AWS for Industries
Broad Institute gnomAD data now accessible on the Registry of Open Data on AWS
Co-authored by Grace Tiao, Associate Director of Computational Genomics at the Broad Institute
and Erin Chu, DVM, Ph.D., Life Sciences Lead, AWS Open Data Program
Today we announce that data from the Genome Aggregation Consortium (gnomAD) is available for the first time on Amazon Web Services (AWS) as part of the Registry of Open Data on AWS. gnomAD is the world’s largest public collection of human genetic variation and a near-ubiquitous resource for basic research and clinical variant interpretation. It is used in virtually all clinical genetic diagnostic pipelines worldwide, with over 20 million page views of the Broad Institute website to date.
The entire trove of gnomAD data, including data stretching back to the earliest release, is now accessible to AWS users at no cost via the AWS Open Data Sponsorship Program. AWS users will no longer need to pay transfer fees or long-term storage costs to access gnomAD data, or to maintain a personal copy of gnomAD data. By democratizing access to gnomAD data through this collaboration, the Broad Institute hopes to accelerate breakthrough genomic discoveries that enhance the scientific community’s understanding of human genetics and result in solutions that improve the lives of people all over the world.

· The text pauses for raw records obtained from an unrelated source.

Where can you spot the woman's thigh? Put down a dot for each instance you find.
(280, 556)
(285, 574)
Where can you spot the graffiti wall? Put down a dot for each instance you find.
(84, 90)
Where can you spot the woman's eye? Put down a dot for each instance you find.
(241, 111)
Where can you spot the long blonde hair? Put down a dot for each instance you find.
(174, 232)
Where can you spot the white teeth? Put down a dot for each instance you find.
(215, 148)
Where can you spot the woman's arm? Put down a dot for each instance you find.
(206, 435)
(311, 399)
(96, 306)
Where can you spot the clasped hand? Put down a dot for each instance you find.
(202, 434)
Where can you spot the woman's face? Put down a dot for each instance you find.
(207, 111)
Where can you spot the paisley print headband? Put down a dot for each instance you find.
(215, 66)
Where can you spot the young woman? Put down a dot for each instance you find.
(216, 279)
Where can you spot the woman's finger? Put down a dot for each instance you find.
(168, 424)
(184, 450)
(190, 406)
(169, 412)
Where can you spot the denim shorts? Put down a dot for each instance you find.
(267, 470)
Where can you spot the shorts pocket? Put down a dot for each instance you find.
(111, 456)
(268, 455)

The mission of the AWS Open Data Sponsorship Program aligns closely with the Broad’s commitment to make genomics tools available to the world. As the industry anticipates further exponential growth of human genomic datasets over the next few years, the Broad and AWS believe that the computational genomics community can benefit from free access to shared datasets. By reducing unnecessary duplication of terabyte- and petabyte-scale genomic datasets, we as a community save scarce environmental, capital, and human resources that would otherwise be spent maintaining many copies across separate institutions. With this collaboration the Broad Institute hopes to provide an avenue for more individuals and organizations to participate in creative research in human genomics, with potential downstream benefits to us all.
What’s included
- All official gnomAD release data, comprising summary statistics and annotations for over 241 million unique short human genetic variants and 335,000 structural variants observed in over 141,000 healthy adult individuals across a diverse range of genetic ancestry groups
- Standard “truth” sets used to assess and validate variant calls
- Interval lists and other resources used in the creation of gnomAD releases
- Data from the Broad’s latest collection of papers in Nature
How to access it
To browse the bucket, download the AWS Command Line Interface and type:
If you don’t yet have an AWS account set up, you’ll need to add a--no-sign-request
flag before s3
to browse the bucket.
For a tutorial on using Hail to run computational pipelines on gnomAD data, see the Hail on AWS Quick Start.
Better together
Researchers are applying gnomAD data to diverse ends, such as:
- Annotating their own genomic sequencing data with gnomAD’s high-quality allele frequency data;
- Using gnomAD’s germline variant calls to separate driver and passenger mutations in cancer samples;
- Building statistical models to help determine the disease-causing potential of genetic variants;
- Comparing mutational tolerance of human genes to their orthologs in other species
These examples are just the beginning of an innovative and wide-ranging catalogue of applications that AWS users are empowered to developed through this collaboration. Additionally, gnomAD joins a deep library of other human genomic and genomic-adjacent datasets on the Registry of Open Data on AWS, including:
- 1000 Genomes
- UK BioBank Pan-Ancestry Summary Statistics
- Encyclopedia of DNA Elements (ENCODE)
- Therapeutically Applicable Research to Generate Effective Treatments (TARGET)
- The Cancer Genome Atlas
- Gabriella Miller Kids First Pediatric Research Program
- iHART Whole Genome Sequencing Data Set
- Cancer Cell Line Encyclopedia
- Broad Genome References
- Genome in a Bottle
- Human PanGenomics Project
- Genome Ark
- International Cancer Genome Consortium PCAWG Study
- Cancer Genome Characterization Initiatives
- Open Targets
The Broad Institute and AWS are looking forward to seeing what new and interesting questions the global genomics community will be able to answer by bringing these, and other, datasets together in the AWS Cloud. Contact the team to let us know about your insights and breakthroughs using gnomAD data, and if the Registry of Open Data helps you along the way.
—
Grace Tiao, Associate Director, Computational Genomics – The Broad Institute
Grace leads a team of computational biologists developing efficient methods and pipelines to produce and analyze large-scale sequencing callsets, including the Genome Aggregation Database (gnomAD), the UK BioBank, and rare disease cohorts generated by the Broad’s Center for Mendelian Genomics. She is the product owner for gnomAD and directs the production of gnomAD releases. Grace studied statistics and mathematics at the University of Oxford and worked for several years in the Cancer Genome Analysis group at the Broad.